En su obra “Ira y tiempo”, el propio Sloterdijk nos recuerda que los griegos consideraron a la ira –también retoño de la temible hýbris, la desmesura- como generadora de desgracias, aun cuando distinguían en ella un filón amable, un fuelle aprovechable para alentar el heroísmo. Sin embargo, la línea que divide ambos espacios es enteca y vulnerable, tanto como lo son los seres humanos sometidos a graves presiones. La historia muestra, de hecho, cómo el sentido vital y afirmador de la rabia ha sido embestido por el resentimiento y la necesidad de venganza. El caso de Venezuela, no lo dudamos, da fe de ello.
Estrangulados por el hambre, la merma en todos los espacios, la injusticia y el desfalco, la trapacería “normalizada”, el cinismo de quienes acaban de reasegurar su permanencia en el poder contra toda lógica, la angurria destructiva de una revolución que nada en la opulencia de sus propios “bancos de odio”, los venezolanos vivimos tentados por nuestros demonios, tal como Foster en su fulminante día de furia. Y si a la anomalía que luce inmanejable añadimos además los estragos sufridos en filas opositoras, (los recientes eventos electorales, espejos de la desarticulación de bríos y expectativas, han dejado su guinda amarga sobre ese acumulado de decepciones) o la limitada capacidad de reacción del liderazgo para ofrecer alternativas convincentes y viables ante la tragedia, quizás cabría esperar por un repunte de la crispación.
¿Por qué? Porque sin gratificaciones al esfuerzo o compensadores visibles de la desesperación, la tolerancia se diluye y la gente tiende a ignorar los llamados a la recomposición. Así, la frustración que nunca cede arde como azogue; y la guerra de todos contra todos, el insulto fácil, la elasticidad del agravio, el reclamo de purga lanzado por los “dignos”; el mordisco de los lobos, la catarsis descaminada se vuelve dinámica común, vigoriza nuestro banco de odios… ¿O acaso no es esa la calle que hemos estado transitando?

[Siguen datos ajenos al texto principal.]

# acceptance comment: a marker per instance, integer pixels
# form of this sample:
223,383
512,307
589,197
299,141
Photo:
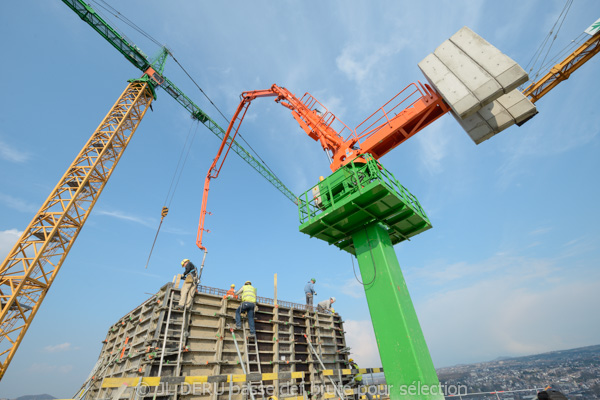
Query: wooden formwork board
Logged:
133,347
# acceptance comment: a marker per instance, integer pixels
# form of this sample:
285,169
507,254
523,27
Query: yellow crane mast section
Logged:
564,69
31,266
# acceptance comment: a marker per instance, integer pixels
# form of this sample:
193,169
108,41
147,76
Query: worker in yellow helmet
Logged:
188,290
326,305
357,379
248,296
230,293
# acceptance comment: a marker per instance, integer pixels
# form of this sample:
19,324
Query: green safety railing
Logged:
348,180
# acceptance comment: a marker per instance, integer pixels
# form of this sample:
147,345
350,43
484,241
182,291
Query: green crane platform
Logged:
362,209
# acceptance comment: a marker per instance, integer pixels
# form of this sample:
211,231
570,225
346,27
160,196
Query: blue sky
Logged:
510,267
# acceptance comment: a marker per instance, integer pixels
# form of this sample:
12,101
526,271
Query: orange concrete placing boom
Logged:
411,110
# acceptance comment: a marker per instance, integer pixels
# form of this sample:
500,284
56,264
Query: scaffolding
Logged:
161,352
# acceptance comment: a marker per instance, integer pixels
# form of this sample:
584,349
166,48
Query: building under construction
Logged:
161,351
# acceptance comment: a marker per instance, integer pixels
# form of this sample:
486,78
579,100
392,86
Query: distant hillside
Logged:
574,372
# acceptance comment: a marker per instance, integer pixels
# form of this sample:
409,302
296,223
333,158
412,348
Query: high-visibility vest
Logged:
358,376
249,294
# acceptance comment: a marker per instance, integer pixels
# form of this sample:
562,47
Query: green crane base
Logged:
354,196
362,209
408,368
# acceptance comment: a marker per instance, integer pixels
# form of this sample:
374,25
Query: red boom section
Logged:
404,115
411,110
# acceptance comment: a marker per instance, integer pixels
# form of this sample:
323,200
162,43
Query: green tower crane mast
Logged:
157,79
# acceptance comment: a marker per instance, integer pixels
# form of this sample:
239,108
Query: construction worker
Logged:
309,291
325,305
230,293
188,290
357,380
248,296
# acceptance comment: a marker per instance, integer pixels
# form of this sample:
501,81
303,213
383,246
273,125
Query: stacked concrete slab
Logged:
479,83
133,348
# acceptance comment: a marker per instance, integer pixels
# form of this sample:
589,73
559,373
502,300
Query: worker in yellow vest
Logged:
248,296
357,380
188,289
230,293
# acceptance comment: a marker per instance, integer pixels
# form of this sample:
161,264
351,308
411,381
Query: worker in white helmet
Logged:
188,290
248,296
230,293
325,305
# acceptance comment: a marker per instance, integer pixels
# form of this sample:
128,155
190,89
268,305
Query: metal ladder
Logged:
247,344
237,348
180,341
335,386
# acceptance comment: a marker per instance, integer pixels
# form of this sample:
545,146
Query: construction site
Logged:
377,258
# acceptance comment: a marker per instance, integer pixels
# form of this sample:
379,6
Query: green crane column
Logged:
404,354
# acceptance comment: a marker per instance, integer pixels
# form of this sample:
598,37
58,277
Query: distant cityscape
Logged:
575,373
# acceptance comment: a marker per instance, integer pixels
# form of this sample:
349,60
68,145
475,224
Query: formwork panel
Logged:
146,343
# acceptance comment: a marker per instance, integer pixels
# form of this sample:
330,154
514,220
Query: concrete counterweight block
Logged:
505,70
509,109
470,73
479,82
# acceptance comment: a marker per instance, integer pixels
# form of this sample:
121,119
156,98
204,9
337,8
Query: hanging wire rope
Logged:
189,141
225,118
107,7
547,43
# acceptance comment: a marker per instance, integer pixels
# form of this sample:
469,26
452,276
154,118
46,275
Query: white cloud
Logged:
8,239
493,318
59,348
361,338
11,154
17,204
509,305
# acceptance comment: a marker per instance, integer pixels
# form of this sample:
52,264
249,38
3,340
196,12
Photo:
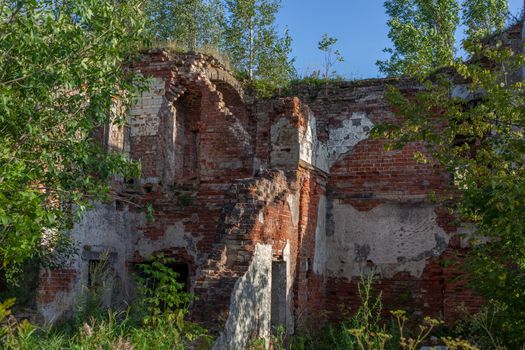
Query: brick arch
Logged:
224,144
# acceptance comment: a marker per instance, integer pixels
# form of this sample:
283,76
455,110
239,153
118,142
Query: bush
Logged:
157,322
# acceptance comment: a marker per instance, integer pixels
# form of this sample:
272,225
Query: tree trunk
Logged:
251,49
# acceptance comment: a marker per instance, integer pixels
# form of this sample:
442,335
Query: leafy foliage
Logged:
155,327
162,293
255,48
193,24
62,76
478,136
484,17
422,33
331,57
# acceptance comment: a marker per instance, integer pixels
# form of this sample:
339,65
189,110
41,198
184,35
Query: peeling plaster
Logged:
320,255
311,150
175,237
342,140
394,237
102,229
250,308
293,201
144,117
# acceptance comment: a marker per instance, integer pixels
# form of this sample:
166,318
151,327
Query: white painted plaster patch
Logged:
320,255
293,204
343,139
144,117
394,237
250,308
311,150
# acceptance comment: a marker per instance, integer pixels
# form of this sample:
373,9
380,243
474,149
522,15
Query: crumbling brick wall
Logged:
276,206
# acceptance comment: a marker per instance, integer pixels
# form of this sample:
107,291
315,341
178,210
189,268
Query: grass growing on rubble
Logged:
156,321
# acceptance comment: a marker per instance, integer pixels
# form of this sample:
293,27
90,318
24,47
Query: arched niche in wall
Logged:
232,100
188,109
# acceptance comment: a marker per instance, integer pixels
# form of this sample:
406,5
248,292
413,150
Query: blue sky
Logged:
359,26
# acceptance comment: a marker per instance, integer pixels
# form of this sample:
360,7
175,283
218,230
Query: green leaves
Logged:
255,48
477,136
422,32
61,71
192,24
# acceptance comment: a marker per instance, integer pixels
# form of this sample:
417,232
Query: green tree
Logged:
484,17
422,34
193,24
62,76
253,44
478,136
331,57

Penosamente y si no se apela al sabio control de daños, mientras más dolor se propine menos espacio va quedando para aspirar a recomienzos virtuosos o uniones que sin objetivos concretos a la vista pueden resultar forzadas, incluso inoperantes. Habrá que abrirse paso, eso sí, en medio de un reguero de sangre y estimas rotas. Venezuela ha trasteado con un desbocamiento cuyos ecos rebotan desde cada rincón: así que no sorprende que atrapado por la toxicidad de los extremos y herido por la sensación de orfandad, el ciudadano rabioso decida cerrar los ojos y blandir machetes sin distinguir entre cabezas o ramas. O simplemente, prescindir de la conducción. Elegir el desafecto crónico. Aislarse en su antipolítica atalaya de silencio. Caer, caer en solitario, llevado por el hartazgo.
¿Será que optaremos por atascarnos en esa paradoja que Peter Wood describe como la “rabia estática como medio de acción política”? No es la misma furia exorbitante y puntual que condujo a Foster al colapso, no, sino esa sensación de indignación endémica y contaminante de la atmósfera social que, lejos de aportar dimensión humana y unicidad, nos acerca a los predios del impulso animal. Hay otro tipo de colapso allí, sin duda: uno que tampoco encontrará alivio en destruir la evidencia del fracaso.